Daily Gains Letter

Why a Market Correction Is Good for Your Retirement

By for Daily Gains Letter | Jan 9, 2013

















DL_Sasha_5One of the biggest worries when it comes to investor sentiment is the possibility of a market correction. I get asked these questions often: what happens if there is a market correction, and how will this affect my retirement?

A market correction is an extreme decline in investor sentiment. Everything in the world cycles, from the stock market to the weather, as nothing goes upward forever. There will never be a situation in which an investment is 100% immune from a market correction. In life, the only certainties (as the old saying goes) are death and taxes.

However, a market correction can be viewed as a positive over the long term. The reason I say that is that negative shifts in investor sentiment stem from the short-term mindset, while the long-term investor can benefit.

A market correction can be viewed as a shift in wealth away from the short-term investor to the long-term investor. If one takes a look back at a historical chart of the S&P 500 over the past 100 years, you will note that even the scariest times in which the market correction felt brutal, on a long-term chart, it was simply a blip and a great buying opportunity.

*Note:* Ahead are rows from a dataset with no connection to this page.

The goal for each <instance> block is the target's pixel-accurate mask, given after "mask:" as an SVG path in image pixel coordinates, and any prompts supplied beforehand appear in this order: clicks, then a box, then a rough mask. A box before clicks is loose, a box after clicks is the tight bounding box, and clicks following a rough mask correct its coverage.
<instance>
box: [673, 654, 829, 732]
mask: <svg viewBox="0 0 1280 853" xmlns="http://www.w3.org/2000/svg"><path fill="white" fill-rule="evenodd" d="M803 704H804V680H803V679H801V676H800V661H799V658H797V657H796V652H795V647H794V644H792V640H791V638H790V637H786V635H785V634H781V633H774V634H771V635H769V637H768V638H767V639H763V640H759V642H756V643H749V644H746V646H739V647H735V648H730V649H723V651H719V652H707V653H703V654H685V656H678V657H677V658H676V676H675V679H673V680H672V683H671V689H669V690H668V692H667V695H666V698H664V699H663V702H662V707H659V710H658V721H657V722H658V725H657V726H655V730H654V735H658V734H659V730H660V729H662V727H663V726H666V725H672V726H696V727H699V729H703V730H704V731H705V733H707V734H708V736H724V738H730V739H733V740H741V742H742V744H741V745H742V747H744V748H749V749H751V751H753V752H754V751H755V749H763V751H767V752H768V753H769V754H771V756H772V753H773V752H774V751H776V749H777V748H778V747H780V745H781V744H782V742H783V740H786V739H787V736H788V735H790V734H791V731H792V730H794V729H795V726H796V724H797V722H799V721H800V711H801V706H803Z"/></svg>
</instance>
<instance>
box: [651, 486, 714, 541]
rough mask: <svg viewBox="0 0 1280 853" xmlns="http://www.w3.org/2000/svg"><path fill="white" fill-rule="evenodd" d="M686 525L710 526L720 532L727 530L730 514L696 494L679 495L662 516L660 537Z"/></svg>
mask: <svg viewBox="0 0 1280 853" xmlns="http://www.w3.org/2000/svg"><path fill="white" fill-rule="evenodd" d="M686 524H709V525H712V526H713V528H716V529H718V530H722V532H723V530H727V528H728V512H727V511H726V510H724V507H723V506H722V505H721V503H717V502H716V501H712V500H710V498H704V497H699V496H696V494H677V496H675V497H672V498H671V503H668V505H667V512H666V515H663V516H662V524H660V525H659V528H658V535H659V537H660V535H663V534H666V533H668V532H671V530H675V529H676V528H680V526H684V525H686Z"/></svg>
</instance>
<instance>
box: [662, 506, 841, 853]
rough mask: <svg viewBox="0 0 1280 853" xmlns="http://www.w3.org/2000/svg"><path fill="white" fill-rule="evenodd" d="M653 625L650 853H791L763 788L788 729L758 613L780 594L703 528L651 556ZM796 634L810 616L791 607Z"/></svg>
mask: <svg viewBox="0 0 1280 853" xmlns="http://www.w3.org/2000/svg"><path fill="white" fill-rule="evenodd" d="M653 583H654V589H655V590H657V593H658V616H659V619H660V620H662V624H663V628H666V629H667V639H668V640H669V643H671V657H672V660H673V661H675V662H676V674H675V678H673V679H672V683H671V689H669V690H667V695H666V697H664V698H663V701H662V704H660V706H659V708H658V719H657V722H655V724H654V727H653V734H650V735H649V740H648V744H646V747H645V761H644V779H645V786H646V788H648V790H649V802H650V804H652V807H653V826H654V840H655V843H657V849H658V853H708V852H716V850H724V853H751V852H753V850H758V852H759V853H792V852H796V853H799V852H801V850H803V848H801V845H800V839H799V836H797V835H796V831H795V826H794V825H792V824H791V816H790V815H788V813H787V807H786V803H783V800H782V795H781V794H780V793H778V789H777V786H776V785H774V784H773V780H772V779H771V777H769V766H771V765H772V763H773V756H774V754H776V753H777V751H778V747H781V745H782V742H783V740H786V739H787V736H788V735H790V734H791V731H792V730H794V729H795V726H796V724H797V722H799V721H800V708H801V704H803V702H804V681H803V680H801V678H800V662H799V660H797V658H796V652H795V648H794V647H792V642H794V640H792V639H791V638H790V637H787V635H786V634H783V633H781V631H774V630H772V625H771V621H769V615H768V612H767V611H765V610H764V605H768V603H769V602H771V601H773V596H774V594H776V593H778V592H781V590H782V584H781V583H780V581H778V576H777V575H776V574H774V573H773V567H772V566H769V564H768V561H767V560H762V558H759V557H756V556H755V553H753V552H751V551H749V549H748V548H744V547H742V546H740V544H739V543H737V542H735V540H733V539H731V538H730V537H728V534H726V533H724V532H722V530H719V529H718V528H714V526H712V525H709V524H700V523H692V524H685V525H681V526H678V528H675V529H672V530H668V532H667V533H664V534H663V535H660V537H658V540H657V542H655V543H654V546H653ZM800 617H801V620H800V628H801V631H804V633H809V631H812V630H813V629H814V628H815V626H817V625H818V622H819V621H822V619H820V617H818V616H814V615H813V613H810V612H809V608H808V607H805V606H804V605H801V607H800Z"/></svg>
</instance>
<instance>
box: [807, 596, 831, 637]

The crash in 1987 was one of the most dramatic drops in investor sentiment, yet on a long-term chart, it was an outstanding buying opportunity. Even the most recent market correction in 2008–2009 was a great buying opportunity, as the market has essentially doubled over the last few years.

Instead of being scared of massive drops in investor sentiment, the person with a long-term viewpoint should actively be looking for a market correction to add to a portfolio. If an investor were able to accumulate at times of a large market correction, the total return would far exceed simply buying and holding.

Taking advantage of shifts in investor sentiment is, I believe, the way to increase total portfolio returns. Many buy-and-hold investors complain that during the past 10 years, they’ve made no money. That is true; they haven’t made money by simply buying and holding.

However, during the past decade, the S&P 500 has doubled twice, each time following a serious market correction. From the depths of 2002 to the peak in 2007, the market nearly doubled; and from 2009 to the recent peak in 2012, once again, the market doubled.

Going against the crowd in investor sentiment is difficult, but it’s also crucial. This means taking profits when investor sentiment is too bullish and stepping in to accumulate during a market correction.